You ever seen this thing? - No. What happened? - It's the assassination in 2010, 10 years ago of Mahmoud Al-Mabuh, something like that, in Dubai where I believe 26 separate individuals on multiple teams are shown converging, coming in from all over the world on false passports, pretending to be tennis players or business people or vacationers.

And all of these teams have different functions and they murder this guy in his hotel room. And the Dubai, I guess, chief of police or security officer was so angry that he put together this amazing video that says we can completely detail what you did. We caught you on closed circuit TV.

We don't know exactly who you are 'cause your disguises and your false passports. But yeah, 26 people converged to kill one. No, I don't believe you. I don't believe after COINTELPRO and Operation Paperclip and Operation Mockingbird, I don't know whether I should even bring up Rex84, to not believe in conspiracies is an idiocy.
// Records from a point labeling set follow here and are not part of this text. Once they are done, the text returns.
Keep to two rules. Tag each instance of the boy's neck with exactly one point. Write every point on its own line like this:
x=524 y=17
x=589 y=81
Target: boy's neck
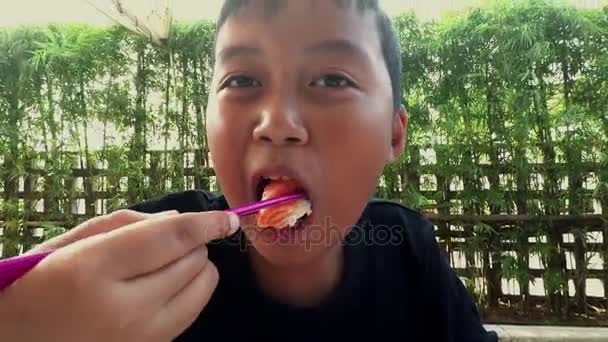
x=302 y=285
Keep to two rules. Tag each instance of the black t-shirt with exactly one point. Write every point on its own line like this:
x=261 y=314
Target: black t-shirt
x=396 y=286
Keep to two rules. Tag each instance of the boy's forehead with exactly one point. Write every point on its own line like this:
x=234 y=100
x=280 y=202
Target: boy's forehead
x=267 y=9
x=305 y=19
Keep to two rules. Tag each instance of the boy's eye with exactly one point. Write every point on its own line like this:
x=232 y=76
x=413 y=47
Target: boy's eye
x=240 y=82
x=333 y=81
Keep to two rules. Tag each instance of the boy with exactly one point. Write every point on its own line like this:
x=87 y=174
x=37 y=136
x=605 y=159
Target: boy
x=311 y=90
x=304 y=89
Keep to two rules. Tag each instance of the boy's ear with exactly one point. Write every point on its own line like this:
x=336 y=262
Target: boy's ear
x=398 y=134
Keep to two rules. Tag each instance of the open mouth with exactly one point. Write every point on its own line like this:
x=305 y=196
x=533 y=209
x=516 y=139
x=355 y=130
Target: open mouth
x=288 y=215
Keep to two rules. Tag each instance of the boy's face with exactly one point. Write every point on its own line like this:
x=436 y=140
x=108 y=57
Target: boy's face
x=305 y=93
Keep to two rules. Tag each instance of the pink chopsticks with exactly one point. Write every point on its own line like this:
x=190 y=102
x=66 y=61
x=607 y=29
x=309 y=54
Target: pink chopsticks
x=248 y=209
x=12 y=269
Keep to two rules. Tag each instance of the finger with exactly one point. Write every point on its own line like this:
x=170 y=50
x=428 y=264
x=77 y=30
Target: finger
x=185 y=307
x=97 y=225
x=147 y=246
x=164 y=284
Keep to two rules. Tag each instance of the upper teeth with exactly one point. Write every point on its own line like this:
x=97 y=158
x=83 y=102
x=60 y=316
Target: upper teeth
x=284 y=178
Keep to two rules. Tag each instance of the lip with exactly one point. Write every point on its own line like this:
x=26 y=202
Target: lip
x=280 y=171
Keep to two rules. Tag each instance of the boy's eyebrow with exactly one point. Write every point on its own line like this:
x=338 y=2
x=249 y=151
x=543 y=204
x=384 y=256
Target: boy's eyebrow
x=339 y=46
x=234 y=51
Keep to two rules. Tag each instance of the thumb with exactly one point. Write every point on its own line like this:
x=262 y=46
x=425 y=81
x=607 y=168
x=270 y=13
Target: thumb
x=95 y=226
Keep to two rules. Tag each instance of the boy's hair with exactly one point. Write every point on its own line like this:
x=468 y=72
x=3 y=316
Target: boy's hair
x=388 y=38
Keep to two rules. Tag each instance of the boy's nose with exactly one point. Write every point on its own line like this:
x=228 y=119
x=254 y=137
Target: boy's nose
x=281 y=126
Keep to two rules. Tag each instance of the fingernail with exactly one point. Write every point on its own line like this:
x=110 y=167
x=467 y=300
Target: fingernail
x=234 y=223
x=166 y=213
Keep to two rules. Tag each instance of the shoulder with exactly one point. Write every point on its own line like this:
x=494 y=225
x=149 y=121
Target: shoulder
x=185 y=201
x=417 y=232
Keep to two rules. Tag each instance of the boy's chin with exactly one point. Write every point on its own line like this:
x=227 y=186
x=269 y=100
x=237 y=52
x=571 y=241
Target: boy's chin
x=289 y=248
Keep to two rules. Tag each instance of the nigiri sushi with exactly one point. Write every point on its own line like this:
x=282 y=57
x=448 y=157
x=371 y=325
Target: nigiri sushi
x=284 y=215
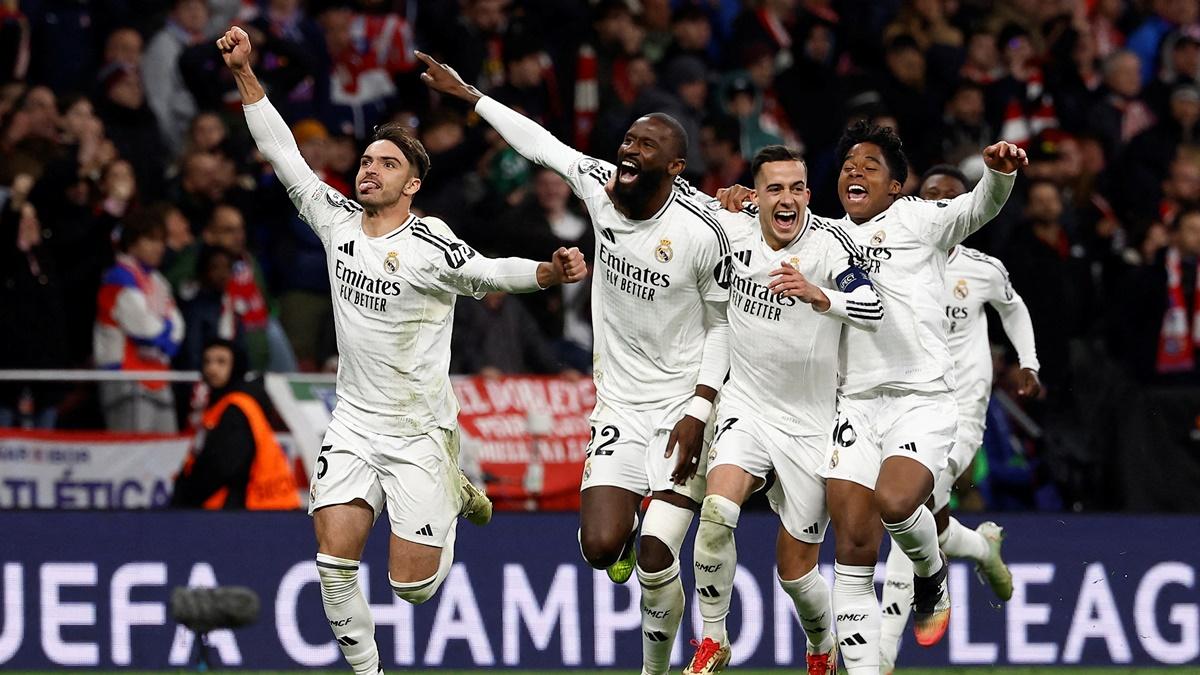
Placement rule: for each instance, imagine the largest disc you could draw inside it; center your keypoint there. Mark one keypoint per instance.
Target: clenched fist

- So you have a sense that evil can be as competent or more competent than-- - First of all, when evil wants to operate at scale, it needs to make sure that people don't try to figure out evil. When evil operates at scale, from first principles, you have to realize that evil must not want it investigated.

- That's correct. - The most efficient way to keep yourself from being investigated, if you are an evil institutional player and needs to do this repeatedly, is to invest in a world in which no one can afford to say the word conspiracy. You'll notice that there is a special radioactivity around the word conspiracy.

We have provable conspiracies. We have admitted to conspiracies. You have been invited to conspiracies. There is no shortage. Conspiracies are everywhere. Some of them are mundane. Some of them are like price-fixing cartels, or trade groups, or generally speaking, conspiracies. So the first thing you have to realize is that all of us are under a, in a mimetic complex where you can be taken off the chessboard by saying conspiracy theorists.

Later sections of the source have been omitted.